Après s’être entretenu avec le chef des auxiliaires, Kenhir jugea que l’incident était suffisamment grave pour prévenir les deux chefs d’équipe et la femme sage.
— Le prix de la viande de porc vient d’augmenter de façon considérable, et c’est un signe inquiétant de déréglementation de l’économie, expliqua-t-il. Le prix d’autres denrées de consommation courante ne tardera pas à grimper, et les rations qui nous sont attribuées par le vizir seront diminuées d’autant.
— Ne faut-il pas le consulter sans délai ? suggéra Hay.
— Le vizir séjourne dans la capitale où je vais lui écrire pour l’alerter. Je vous propose de réagir en augmentant le prix de tous les objets, des statuettes aux sarcophages, que nous fabriquons pour l’extérieur.
— Ne provoquerons-nous pas une inflation dangereuse ?
— Le risque existe, mais nous ne pouvons accepter d’être placés devant le fait accompli. Et je ne vous cache pas que cette situation m’inquiète ; espérons qu’il ne s’agit que d’une perturbation passagère. Sinon, ce sera le prélude à une grave crise économique dont le village ne sortira pas indemne.
— Nos greniers sont-ils bien remplis ? s’inquiéta Claire.
— J’ai toujours été méfiant, dit Kenhir, et j’ai jugé préférable d’accumuler d’abondantes réserves en prévision des mauvais jours. Étant donné les garanties dont nous bénéficions de la part de l’État, je n’aurais même pas dû y songer. Aujourd’hui, je ne le regrette pas.
— L’administration principale de la rive ouest ne devrait-elle pas prendre des mesures ? s’interrogea Néfer.
— Méhy ne restera certainement pas inactif, mais il faudrait savoir pourquoi les marchands de viande de porc se comportent ainsi.

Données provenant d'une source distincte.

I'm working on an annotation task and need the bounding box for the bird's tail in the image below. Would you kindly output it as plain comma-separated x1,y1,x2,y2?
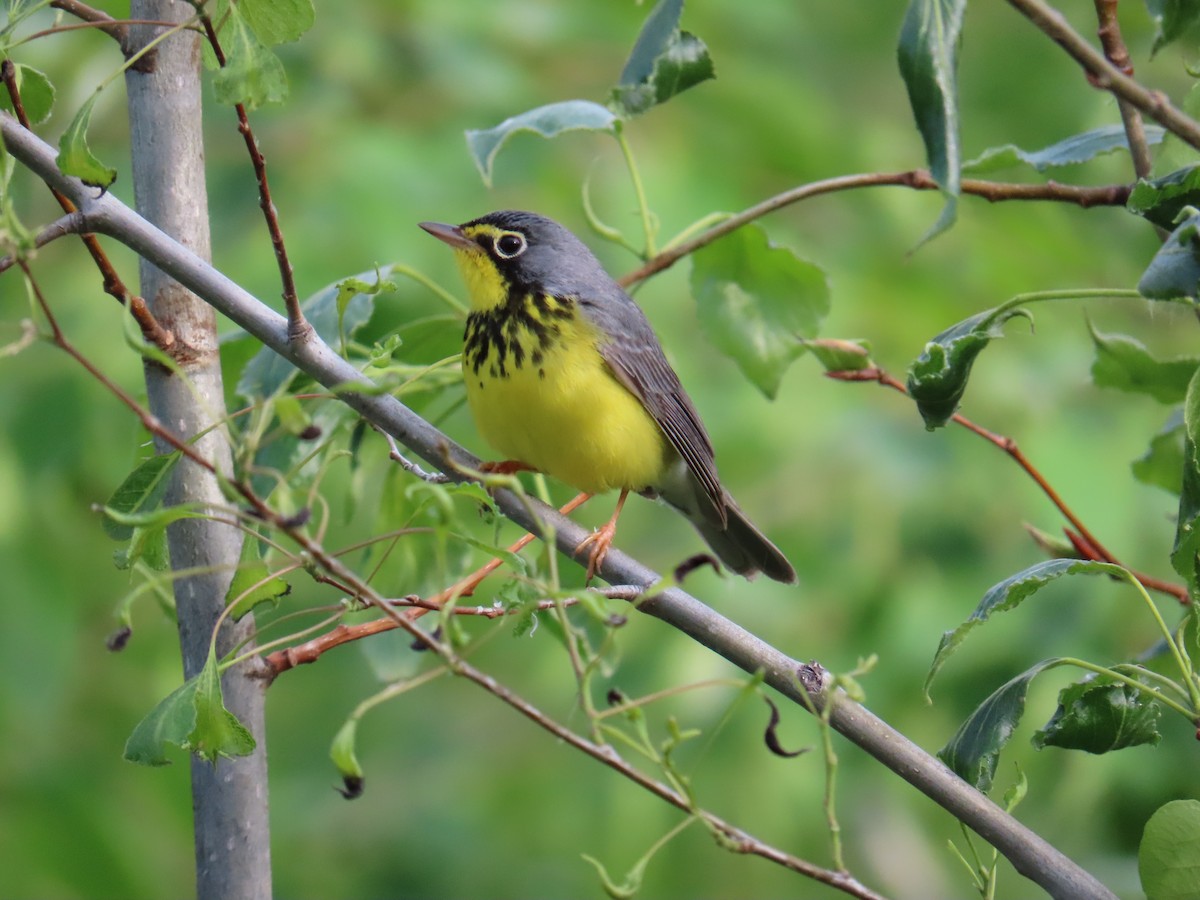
659,473,796,584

— À cause de la peur, avança la femme sage.
— Que redoutent-ils ?
— Depuis quelques jours, un vent de crainte se répand sur la vallée et il trouble l’esprit des humains.
— Nous concerne-t-il ? s’inquiéta le chef de l’équipe de gauche.
— Personne n’y échappera, répondit Claire.
Le vent de sable avait soufflé la nuit durant, obligeant les villageois à calfeutrer toutes les ouvertures de leurs demeures. Le soleil n’avait pas réussi à percer une atmosphère ocre et lourde, et les rites du matin avaient été retardés. On n’y voyait pas à cinq pas, et la corvée d’eau avait exigé de pénibles efforts.
Les inflammations oculaires seraient nombreuses ; aussi la femme sage avait-elle préparé plusieurs fioles de collyre avec des dosages correspondant à la gravité des affections.
— J’obtiendrai de Kenhir un allégement des heures de travail pendant la durée de cette tempête, annonça Néfer à son épouse, et nous nous cantonnerons aux tombes du village.
Le petit Noiraud s’était lové sur les genoux du maître d’œuvre pour bien lui signifier que bouger eût été une erreur déplorable ; d’une sagesse exemplaire, le chiot ne mordillait même pas les pieds des meubles et il dévorait avec un appétit réjouissant les pâtées de viande, de fromage, de légumes et de pain que lui préparait Claire. Il avait les mêmes yeux noisette et une intelligence aussi vive que son prédécesseur.
— Tu es très inquiète, n’est-ce pas ?
— L’agressivité de ce vent est anormale Dans ses tourbillons se déclenche une forme de folie porteuse de destruction.
Des coups de canne furent frappés à leur porte.
— Ouvrez vite, exigea Kenhir, qui s’était couvert la tête d’un capuchon.
— Que se passe-t-il ? demanda Néfer.
— Le facteur Oupouty a bravé cette maudite tempête pour nous apporter une nouvelle tragique : le pharaon Mérenptah vient de mourir.